PMMH is just a particular instance of the general family of PMCMC samplers; that is MCMC samplers that run some particle filter at each iteration. Another instance is Particle Gibbs (PG), where one simulate alternatively: 1. from the distribution of \(\theta\) given the states and the data; 2. renew the state trajectory through a CSMC (conditional SMC step).

Since Step 1 is model- (and user-)dependent, you need to define it for the model you are considering. This is done by sub-classing ParticleGibbs and defining method update_theta as follows:

class PGStochVol(mcmc.ParticleGibbs):
    def update_theta(self, theta, x):
        new_theta = theta.copy()
        sigma, rho = 0.2, 0.95  # fixed values
        xlag = np.array(x[1:] + [0.,])
        dx = (x - rho * xlag) / (1. - rho)
        s = sigma / (1. - rho)**2
        new_theta['mu'] = self.prior.laws['mu'].posterior(dx, sigma=s).rvs()
        return new_theta

For simplicity \(\rho\) and \(\sigma\) are kept constant; only \(\mu\) is updated. This means we are actually sampling from the posterior of \(\mu\) given the data, while these other parameters are kept constant. Let’s run our PG algorithm:

pg = PGStochVol(ssm_cls=StochVol, data=data, prior=my_prior, Nx=200, niter=1000)  # may take several seconds...

Now let’s plot the results:


plt.hist(pg.chain.theta['mu'][20:], 50)


Finally, we consider SMC\(^2\), a SMC algorithm that makes it possible to approximate:

  • all the partial posteriors (of \(\theta\) given \(y_{0:t}\), for \(t=0, 1, ..., T\)) rather than only the final posterior;

  • the marginal likelihoods of the data.

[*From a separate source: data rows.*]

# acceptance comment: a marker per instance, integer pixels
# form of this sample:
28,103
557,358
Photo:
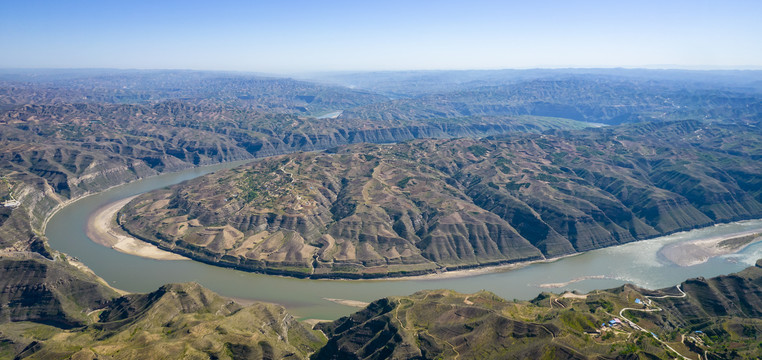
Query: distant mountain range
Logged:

SMC\(^2\) is a two-level SMC sampler:

  1. it simulates many \(\theta\)-values from the prior, and update their weights recursively, according to the likelihood of each new datapoint;

  2. however, since these likelihood factors are intractable, for each \(\theta\), a particle filter is run to approximate it; hence a number \(N_x\) of \(x\)-particles are generated for, and attached to, each \(\theta\).

The class SMC2 is defined inside module smc_samplers. It is run in the same way as the other SMC algorithms.

import particles
from particles import smc_samplers as ssp

fk_smc2 = ssp.SMC2(ssm_cls=StochVol, data=data, prior=my_prior,init_Nx=50,
alg_smc2 = particles.SMC(fk=fk_smc2, N=500)

Again, a few choices are made for you by default:

  • A bootstrap filter is run for each \(\theta-\)particle; this may be changed by setting option fk_class while instantiating SMC2; e.g. fk_class=ssm.GuidedPF will run instead a guided filter.

  • Option init_Nx determines the initial number of \(x-\)particles; the algorithm automatically increases \(N_x\) each time the acceptance rate drops below \(10%\) (as specified through option ar_to_increase=0.1. Set this this option to 0. if you do not want to increase \(N_x\) in the course of t he algorithm.

  • The particle filters (in the \(x-\)dimension) are run with the default options of class SMC; e.g. resampling is set to systematic and so on; other options may be set by using option smc_options.

plt.scatter(alg_smc2.X.theta['mu'], alg_smc2.X.theta['rho'])